O INSS deve disponibilizar a um trabalhador que teve sua perna amputada, uma prótese adequada para sua reabilitação social/profissional.  Veja

Djamilla Ribeiro MartinsPor Djamilla Ribeiro Martins3 min de leitura
Fachada do INSS

O juiz federal Emanuel Alberto Sperandio Garcia Gimenes, da 4ª Vara Federal de Maringá, determinou que o Instituto Nacional do Seguro Social (INSS) deve disponibilizar a um trabalhador que teve sua perna amputada, uma prótese adequada para sua reabilitação social/profissional. 

Assim, o autor da ação, morador de Maringá, sofreu um acidente automobilístico em 2013 e teve que amputar a perna esquerda. Dessa forma, em 2015 entrou com um processo administrativo no INSS, para solicitar uma prótese adequada para sua necessidade.
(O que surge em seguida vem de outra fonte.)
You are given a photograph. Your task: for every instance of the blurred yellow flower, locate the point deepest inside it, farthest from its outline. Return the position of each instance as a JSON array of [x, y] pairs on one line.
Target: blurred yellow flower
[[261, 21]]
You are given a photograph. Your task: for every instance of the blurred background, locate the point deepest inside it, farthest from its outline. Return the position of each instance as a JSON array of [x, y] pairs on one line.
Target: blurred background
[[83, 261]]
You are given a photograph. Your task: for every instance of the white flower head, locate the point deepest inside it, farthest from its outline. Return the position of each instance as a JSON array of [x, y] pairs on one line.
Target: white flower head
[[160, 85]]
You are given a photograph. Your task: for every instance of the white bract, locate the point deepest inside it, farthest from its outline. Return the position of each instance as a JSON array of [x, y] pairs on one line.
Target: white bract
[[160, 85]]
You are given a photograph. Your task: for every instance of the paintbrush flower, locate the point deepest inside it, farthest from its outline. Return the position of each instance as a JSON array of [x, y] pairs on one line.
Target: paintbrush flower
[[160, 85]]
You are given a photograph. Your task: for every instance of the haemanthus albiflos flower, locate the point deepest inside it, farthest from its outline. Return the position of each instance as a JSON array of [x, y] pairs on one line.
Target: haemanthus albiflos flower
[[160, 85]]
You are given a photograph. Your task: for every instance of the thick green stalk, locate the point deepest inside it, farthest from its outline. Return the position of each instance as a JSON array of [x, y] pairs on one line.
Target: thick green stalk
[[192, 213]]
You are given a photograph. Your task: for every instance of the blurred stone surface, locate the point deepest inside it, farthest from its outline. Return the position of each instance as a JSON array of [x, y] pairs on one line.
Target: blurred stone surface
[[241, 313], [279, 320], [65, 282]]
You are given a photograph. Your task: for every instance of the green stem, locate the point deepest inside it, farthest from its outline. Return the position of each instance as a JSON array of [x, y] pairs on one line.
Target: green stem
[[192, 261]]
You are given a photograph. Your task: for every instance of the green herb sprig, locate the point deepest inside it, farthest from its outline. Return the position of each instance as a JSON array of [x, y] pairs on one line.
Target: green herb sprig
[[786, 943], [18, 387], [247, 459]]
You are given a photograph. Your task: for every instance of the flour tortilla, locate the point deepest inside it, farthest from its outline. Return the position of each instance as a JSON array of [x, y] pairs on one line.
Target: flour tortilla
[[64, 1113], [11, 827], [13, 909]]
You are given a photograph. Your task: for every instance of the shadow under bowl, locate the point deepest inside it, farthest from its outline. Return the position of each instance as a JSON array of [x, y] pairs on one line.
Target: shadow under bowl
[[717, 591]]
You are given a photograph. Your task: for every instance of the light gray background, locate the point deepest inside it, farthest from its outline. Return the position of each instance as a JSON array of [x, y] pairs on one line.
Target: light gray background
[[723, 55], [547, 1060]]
Contudo, até recentemente, o caso não havia sido solucionado.

Além disso, alegou que devido a demora no oferecimento da prótese, passou por traumas físicos, como o agravamento de seu estado de saúde,

Determinação

Portanto, ao analisar o caso, o juiz acolheu a solicitação do requerente e determinou que o INSS forneça a prótese.

“Veja-se que na presente demanda não se está discutindo sobre políticas públicas a serem ou não implantadas, mas o que se visa é compelir o INSS a fornecer o que a lei prevê e que ele mesmo já reconheceu como devido. Assim, como a análise acerca da retidão de um ato administrativo envolvendo um benefício previdenciário (auxílio-doença, aposentadoria, auxílio-reclusão, pensão por morte, etc.) está ao alcance do Poder Judiciário, o mesmo se diga em relação aos serviços/objetos que a lei manda a autarquia fornecer”. 

“Além disso, não se está, com a procedência da presente demanda, criando hipótese de serviço ou mesmo a condenando o INSS a fornecê-lo por analogia, mas apenas e tão-somente compelindo o INSS a ofertar aquilo que a lei exige, e que está em mora desde a avaliação realizada pela própria autarquia, o que afasta também qualquer alegação envolvendo a reserva do possível”. 

Indenização

Por fim, o pedido de indenização por danos morais que o trabalhador havia solicitado não foi atendido pelo juiz, que entendeu que “meros transtornos na rotina não são o bastante para dar ensejo à ocorrência de dano moral, o qual demanda, para sua configuração, a existência de fato dotado de gravidade capaz de gerar abalo profundo, no plano social, objetivo, externo, de modo a que se configurem situações de constrangimento, humilhação ou degradação e não apenas dissabor decorrente de intercorrências do cotidiano”.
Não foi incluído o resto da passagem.